Mit „Homo Communis“ wurde ein Dokumentarfilm über eine Reihe Projekte gedreht, die sich auf unterschiedliche Weise um Gemeinwohlorientierung, Teilhabe und das gemeinsame Verändern der Welt zum Besseren drehen, und Utopiastadt war eines von fünf Projekten, die darin eine größere Rolle spielen. Nun lief er vor einiger Zeit beim Talflimmern, wir waren da und die Regisseurin auch, und was soll ich sagen, es gefiel mir an sich gut und dann auch einiges wieder nicht, und ich will ein wenig davon erzählen.

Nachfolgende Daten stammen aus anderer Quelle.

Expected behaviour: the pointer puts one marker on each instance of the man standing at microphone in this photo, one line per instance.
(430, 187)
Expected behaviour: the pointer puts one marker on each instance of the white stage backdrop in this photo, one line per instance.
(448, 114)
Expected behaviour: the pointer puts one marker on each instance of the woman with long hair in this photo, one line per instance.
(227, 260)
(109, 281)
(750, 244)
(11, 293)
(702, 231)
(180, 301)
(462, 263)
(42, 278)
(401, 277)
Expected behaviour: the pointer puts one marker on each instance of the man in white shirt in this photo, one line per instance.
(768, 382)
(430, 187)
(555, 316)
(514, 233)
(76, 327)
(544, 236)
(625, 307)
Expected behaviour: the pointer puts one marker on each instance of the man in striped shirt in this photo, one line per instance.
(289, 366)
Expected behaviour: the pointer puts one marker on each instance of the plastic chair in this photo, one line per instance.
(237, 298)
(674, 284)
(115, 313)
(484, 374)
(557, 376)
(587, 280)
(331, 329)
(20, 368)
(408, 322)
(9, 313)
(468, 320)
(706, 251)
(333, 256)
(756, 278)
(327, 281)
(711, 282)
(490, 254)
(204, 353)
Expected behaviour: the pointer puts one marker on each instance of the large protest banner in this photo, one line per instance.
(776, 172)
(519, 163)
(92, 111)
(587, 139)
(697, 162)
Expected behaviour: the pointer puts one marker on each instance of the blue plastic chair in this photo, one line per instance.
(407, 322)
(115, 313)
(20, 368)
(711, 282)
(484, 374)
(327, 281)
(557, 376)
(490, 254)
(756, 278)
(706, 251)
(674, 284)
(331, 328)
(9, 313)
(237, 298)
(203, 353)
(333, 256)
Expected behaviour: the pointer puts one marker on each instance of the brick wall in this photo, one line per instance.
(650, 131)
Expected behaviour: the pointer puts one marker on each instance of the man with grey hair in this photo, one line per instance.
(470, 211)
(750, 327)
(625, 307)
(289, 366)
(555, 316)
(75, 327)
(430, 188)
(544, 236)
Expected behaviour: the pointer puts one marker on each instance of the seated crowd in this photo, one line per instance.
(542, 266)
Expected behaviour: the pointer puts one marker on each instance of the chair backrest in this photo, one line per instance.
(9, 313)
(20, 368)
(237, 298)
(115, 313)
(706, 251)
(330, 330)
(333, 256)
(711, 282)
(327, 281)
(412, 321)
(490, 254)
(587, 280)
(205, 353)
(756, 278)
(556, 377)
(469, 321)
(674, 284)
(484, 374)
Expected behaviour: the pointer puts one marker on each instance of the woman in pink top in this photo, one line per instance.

Um wen ging es? Um die Filmwebsite zu zitieren: um „Menschen …, die ihre Vision von Kooperation und Teilen leben und zu realisieren versuchen. Der Film spürt Orte solchen Tuns auf – jenseits von Markt und Staat. In Venezuela und Deutschland treffen wir auf Menschen, denen es um stabile Beziehungen, ein verlässliches Miteinander in Arbeit und Leben und ein Teilen der Ressourcen geht.“
– Cecosesola, Venezuela – eine Kooperative mit 23.000 Mitgliedern, die unter schwierigen und instabilen Verhältnissen für Nahrung, Jobs, Gesundheitsversorgung und gesellschaftlichen Zusammenhalt sorgen,
– Hofprojekt Kümper Heide, Dortmund: ein (Lern-)Bauernhof der „solidarischen Landwirtschaft, kooperativ von Erzeugern und Verbrauchern betrieben,
– We shut shit down, eine Aktivistengruppe im Hambacher Forst,
– Die Bewegung „Gemeinwohl-Ökonomie“ (GWÖ), ein internationaler Zusammenschluss gemeinwohlorienteriter Gruppen und Akteure sowie
– unsere Wenigkeit, Utiopiastadt.
Das ist eine interessante Kombination und das kann man so machen.

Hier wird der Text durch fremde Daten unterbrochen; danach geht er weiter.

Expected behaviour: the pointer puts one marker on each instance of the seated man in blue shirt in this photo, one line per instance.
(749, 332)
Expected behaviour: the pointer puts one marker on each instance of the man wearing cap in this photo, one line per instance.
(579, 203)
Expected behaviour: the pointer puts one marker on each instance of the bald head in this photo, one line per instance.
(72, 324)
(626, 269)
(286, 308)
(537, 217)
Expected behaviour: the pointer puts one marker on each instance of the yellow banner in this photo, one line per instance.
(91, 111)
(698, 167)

Vorab, die Regisseurin meinte im Gespräch, es sei vor allem für sie eine enorm bereichernde und den Horizont erweiternde Zeit gewesen, und das will ich ihr sehr gerne glauben. Die Vielfalt der Handlungsoptionen und der Gesellschaftsgestaltung – und um die gehts ja – kommt durchaus rüber und macht Hoffnung, eine gelegentlich knappe Ressource.

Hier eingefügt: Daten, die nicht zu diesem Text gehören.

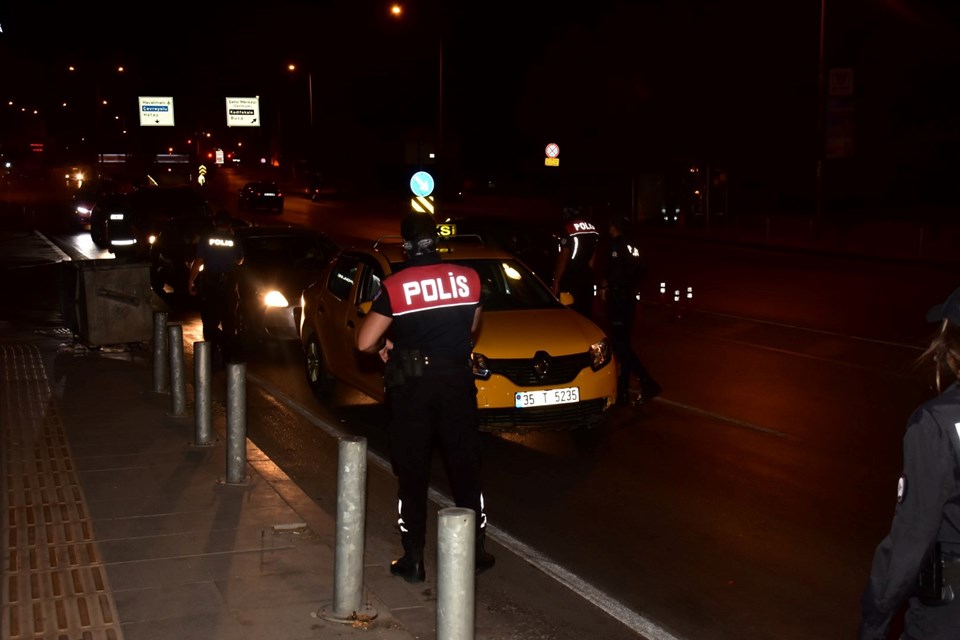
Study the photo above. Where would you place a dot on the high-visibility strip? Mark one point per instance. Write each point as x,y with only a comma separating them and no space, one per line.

Cecosesola hat mir am meisten imponiert, das Projekt nimmt recht viel Raum ein und das ist auch gut so. Grundsätzlich ist das eine andere Größenordnung als die ebenfalls vorgestellten Projekte: eine großflächige Kommunalorganisation, die über die Versorgung mit dem Notwendigsten hinaus eine ganze Latte sozialer Dienste aufgebaut hat und nach genossenschaftlichem Muster zur Verfügung stellt – nicht umsonst, aber billiger. Entscheidungen werden kollektiv getroffen und das ganze a) funktioniert und b) trägt sich. Hier geht es aber an sich schon los mit meiner Kritisierei: klar, es gibt viel zu sehen und viel Hintergrund, aber da brauch ich mehr davon: was sind die widrigen Umstände? Wenn das so gut funktioniert, warum machens nicht alle? Wie gehen sie mit internen Problemen um? Gibts Trittbrettfahrer, wird das Prinzip ausgenutzt, an welche Grenzen stößt das konsensuelle Prinzip, wo schlagen die meiner Ansicht nach unvermeidlichen Meritokratien zu und was tut man dagegen? Ein bisschen weniger Leute beim Essen verteilen, zubereiten und Aufessen, ein wenig mehr Learnings zum mit nach Hause nehmen, mich hätts gefreut.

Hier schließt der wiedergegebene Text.